New roles of SHOX as regulator of target genes

• Verfasst von: Rappold, Gudrun [VerfasserIn]
• Verfasst von: Durand, Claudia [VerfasserIn]
• Verfasst von: Decker, Eva [VerfasserIn]
• Verfasst von: Marchini, Antonio [VerfasserIn]
• Verfasst von: Schneider, Katja U. [VerfasserIn]
• Titel: New roles of SHOX as regulator of target genes
• Verf.angabe: G.A. Rappold, C. Durand, E. Decker, A. Marchini, K.U. Schneider
• Jahr: 2012
• Umfang: 6 S.
• Fussnoten: Gesehen am 31.07.2018 ; Keine DOI vorhanden
• Titel Quelle: Enthalten in: Pediatric endocrinology reviews
• Ort Quelle: Netanya : Y.S. Medical Media Ltd., 2010
• Jahr Quelle: 2012
• Band/Heft Quelle: Volume 9 (2012), Supplement 2, Seite 733-738, 6 Seiten
• Datenträger: Online-Ressource
• Sprache: eng
• K10plus-PPN: 1578077966

Abstract

The homeobox gene SHOX encodes a transcription factor which is important for normal limb development.
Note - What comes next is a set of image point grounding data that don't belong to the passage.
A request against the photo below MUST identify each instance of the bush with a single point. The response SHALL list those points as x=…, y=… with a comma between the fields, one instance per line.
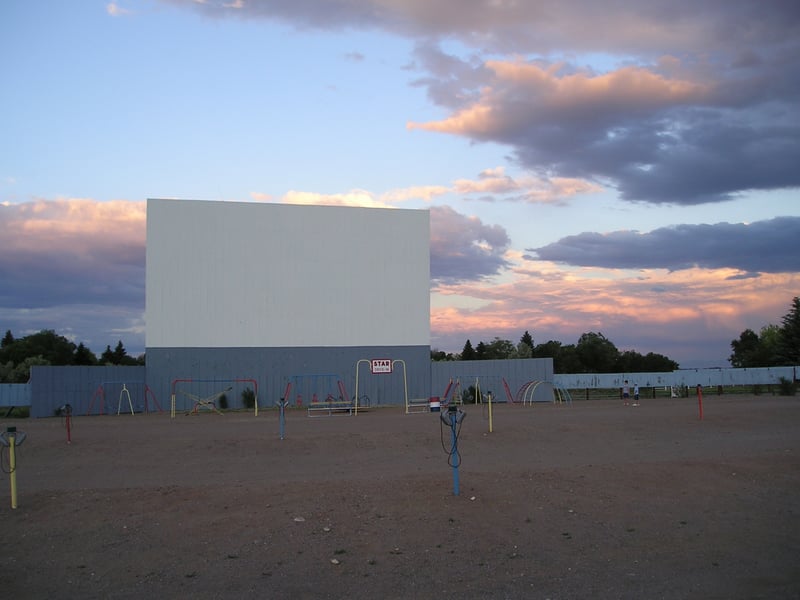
x=787, y=387
x=248, y=398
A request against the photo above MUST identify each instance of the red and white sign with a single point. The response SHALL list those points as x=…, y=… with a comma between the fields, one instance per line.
x=381, y=365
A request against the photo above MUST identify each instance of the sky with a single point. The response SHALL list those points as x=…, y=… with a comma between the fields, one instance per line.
x=624, y=167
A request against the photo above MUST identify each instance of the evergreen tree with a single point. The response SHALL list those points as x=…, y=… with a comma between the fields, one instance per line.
x=527, y=339
x=468, y=353
x=8, y=339
x=107, y=357
x=84, y=356
x=789, y=347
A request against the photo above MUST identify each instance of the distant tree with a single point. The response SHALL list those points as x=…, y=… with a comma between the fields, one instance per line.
x=117, y=356
x=468, y=353
x=84, y=356
x=21, y=372
x=523, y=351
x=568, y=361
x=770, y=340
x=499, y=349
x=120, y=354
x=8, y=339
x=565, y=359
x=789, y=346
x=55, y=349
x=596, y=353
x=745, y=350
x=526, y=339
x=658, y=363
x=441, y=355
x=107, y=357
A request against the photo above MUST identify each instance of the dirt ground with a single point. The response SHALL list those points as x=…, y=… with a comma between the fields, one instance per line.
x=588, y=500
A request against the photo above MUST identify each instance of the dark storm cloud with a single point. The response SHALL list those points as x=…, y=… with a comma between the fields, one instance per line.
x=696, y=102
x=463, y=248
x=763, y=247
x=74, y=266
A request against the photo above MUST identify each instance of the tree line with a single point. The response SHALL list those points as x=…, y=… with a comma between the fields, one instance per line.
x=18, y=355
x=594, y=353
x=774, y=346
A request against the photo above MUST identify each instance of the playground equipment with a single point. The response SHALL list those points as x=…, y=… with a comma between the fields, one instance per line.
x=11, y=438
x=387, y=367
x=527, y=393
x=208, y=401
x=324, y=394
x=139, y=388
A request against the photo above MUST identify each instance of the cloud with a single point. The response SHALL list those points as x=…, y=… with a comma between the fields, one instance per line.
x=463, y=248
x=72, y=251
x=669, y=101
x=689, y=315
x=764, y=247
x=361, y=198
x=76, y=266
x=115, y=10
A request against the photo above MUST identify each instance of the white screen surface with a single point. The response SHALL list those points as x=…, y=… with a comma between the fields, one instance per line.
x=226, y=274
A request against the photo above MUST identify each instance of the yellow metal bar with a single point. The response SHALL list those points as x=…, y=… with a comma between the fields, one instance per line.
x=405, y=380
x=12, y=463
x=489, y=395
x=358, y=362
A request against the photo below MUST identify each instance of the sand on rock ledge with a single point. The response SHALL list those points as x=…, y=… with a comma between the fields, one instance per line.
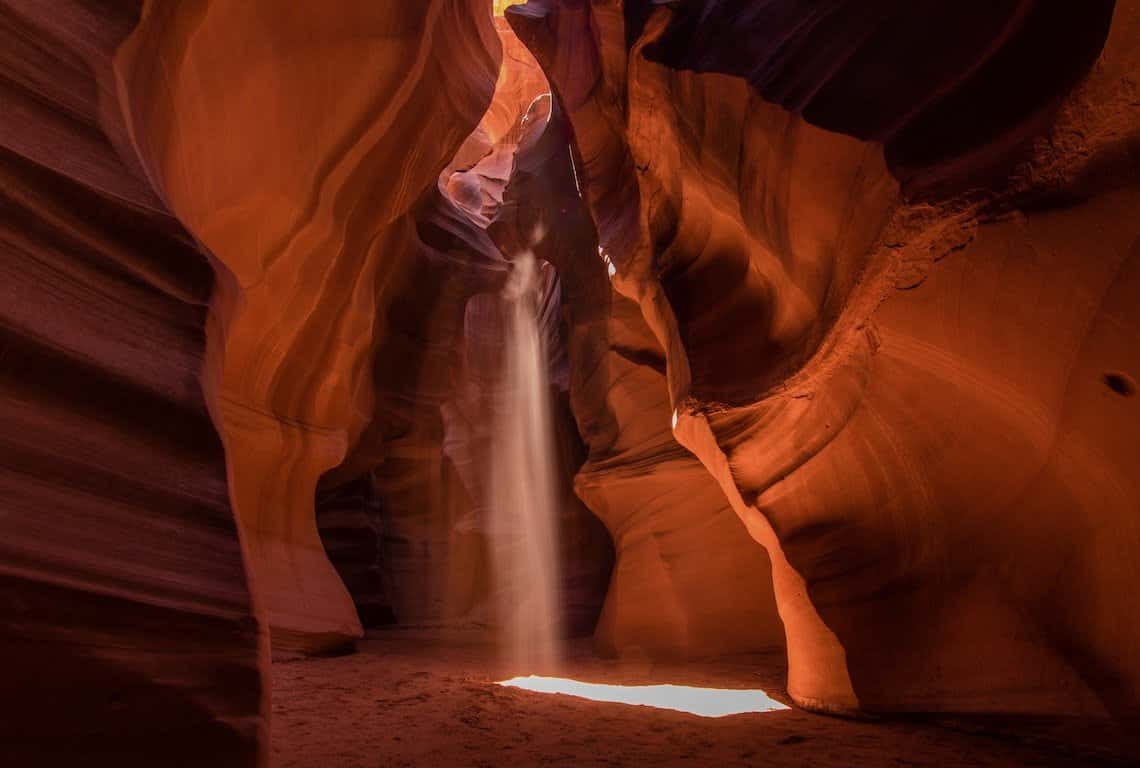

Approximately 5 to 10% of short patients exhibit a mutation or deletion in either the SHOX gene or its downstream enhancer regions. In humans, SHOX deficiency has been associated with various short stature syndromes as well as non-syndromic idiopathic short stature. A common feature of these syndromes is disproportionate short stature with a particular shortening of the forearms and lower legs. Madelung deformity, cubitus valgus, high-arched palate and muscular hypertrophy also differed markedly between patients with or without SHOX gene defects. A clinical trial in patients with SHOX deficiency and Turner syndrome demonstrated highly significant growth hormone-stimulated increases in height velocity and height SDS in both groups. Employing microarray analyses and cell culture experiments, a strong effect of SHOX on the expression of the natriuretic peptide BNP and the fibroblast growth factor receptor gene FGFR3 could be demonstrated. We found that BNP was positively regulated, while Fgfr3 was negatively regulated by SHOX. A regulation that occurs mainly in the mesomelic segments, a region where SHOX is known to be strongly expressed, offers a possible explanation for the phenotypes seen in patients with FGFR3 (e.g. achondroplasia) and SHOX defects (e.g. Léri-Weill dyschondrosteosis).